Lessons of the Buffalo, N.Y., mayoral election

by Ryan Lockwood, published on Workers World, November 14, 2021

Nov. 14 — Under normal circumstances, Buffalo’s mayoral election would have been little more than the 16-year incumbent Democrat Byron Brown’s coronation ceremony. But India Walton, who declared herself a socialist, interrupted the well-rehearsed proceedings with a stunning June primary upset against Brown. Both candidates are African American.

Walton ran on a platform of police reform and tenants’ rights. She had become a familiar face in activist circles during the George Floyd uprisings in 2020.

Instead of conceding after the primary, Brown launched a write-in campaign for the November ballot. All the conservative, pro-capitalist forces in Buffalo immediately coalesced behind Brown. The local news stations were happy to run Brown’s slanderous attack ads.

Carl Paladino, the arch-reactionary Buffalo real estate developer and early supporter of Donald Trump, announced his endorsement of Brown’s write-in campaign. The Republican Party of New York State crossed party lines to distribute thousands of mailers to voters urging them to “write down Brown.”

After three months of lies, treachery and Red-baiting, Brown pulled out an 18-point victory over Walton in the general election.

Limitations of electoral politics

Revolutionary Marxists can at no point expect an electoral victory to establish socialism. The U.S. electoral system was designed by and for the capitalist class as an instrument of class repression. In the early days of the United States, the vote was reserved for white men with property.

Subsequent progressive movements have opened up the right to vote to others (rampant and racist voter suppression notwithstanding), but they have been unable to change the fundamental class character of the ballot box. White men with property remain its prime beneficiaries.

Real socialism requires a fundamental break with the current social order; the workers must control the means of production and receive the benefits of their labor. The parasitic class of bosses, bankers and landlords is obsolete and can be tossed aside.

Most importantly socialism requires the organized working class to destroy the existing state apparatus and substitute its own. Walton’s campaign was certainly progressive and represented a clear break with the anti-worker, neoliberal political order, but it never left the realm of social reform.

Nevertheless, revolutionary Marxists can critically support a progressive but non-Marxist, working-class movement. Walton’s campaign reflected a great crying out from the most oppressed layers of the working class, represented both in Walton herself and in her base of support.

In the Nov. 7 Guardian, Walton clarified how she got where she is today: “The struggle. The struggle of being a Black woman, of being a teenage mother, of growing up poor and really experiencing so many tragedies and traumas.”

Most support among workers

With official results still pending, the data available suggests that Walton performed strongest in the working-class, non-white neighborhoods in the East and West Sides and weakest in affluent white neighborhoods in the North. To disregard these voices would be an error for a revolutionary organization.

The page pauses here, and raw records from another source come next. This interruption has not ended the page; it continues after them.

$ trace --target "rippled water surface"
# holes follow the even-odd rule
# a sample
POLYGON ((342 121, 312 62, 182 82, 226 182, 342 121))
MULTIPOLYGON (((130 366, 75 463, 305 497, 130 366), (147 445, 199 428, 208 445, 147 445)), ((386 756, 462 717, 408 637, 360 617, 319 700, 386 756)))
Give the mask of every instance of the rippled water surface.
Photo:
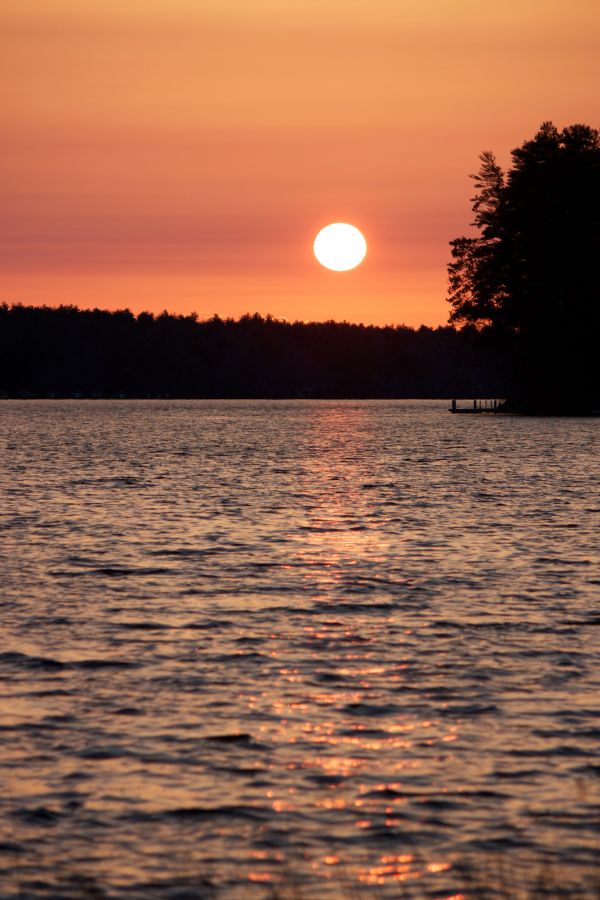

Walton’s campaign was most successful in providing a barometer of public opinion and in building a highly visible platform. Some 41% of Buffalo’s voters embraced an explicitly pro-worker platform. This gives a reason for optimism.

Of course, Walton was not merely running a campaign to make a point. She was in it to win. Buffalo’s political establishment used every effort to prevent her victory.

Even if Walton had won the election, we could anticipate that powerful capitalist lobbies and a resentful, uncooperative police force would sabotage any efforts to introduce her progressive agenda in Buffalo. The U.S. government, at every level, is an apparatus of the dictatorship of the bourgeoisie. A mass struggle would be needed to win every point in her platform.

Revolutionaries view campaigns such as Walton’s as a means of encouraging more formidable organization and class consciousness among the workers. To that end, the campaign has already contributed something of great value to the movement. Byron Brown and his cronies would be unwise to gloat too loudly. Despite the electoral setback, it can provide a stepping stone towards ultimate victory.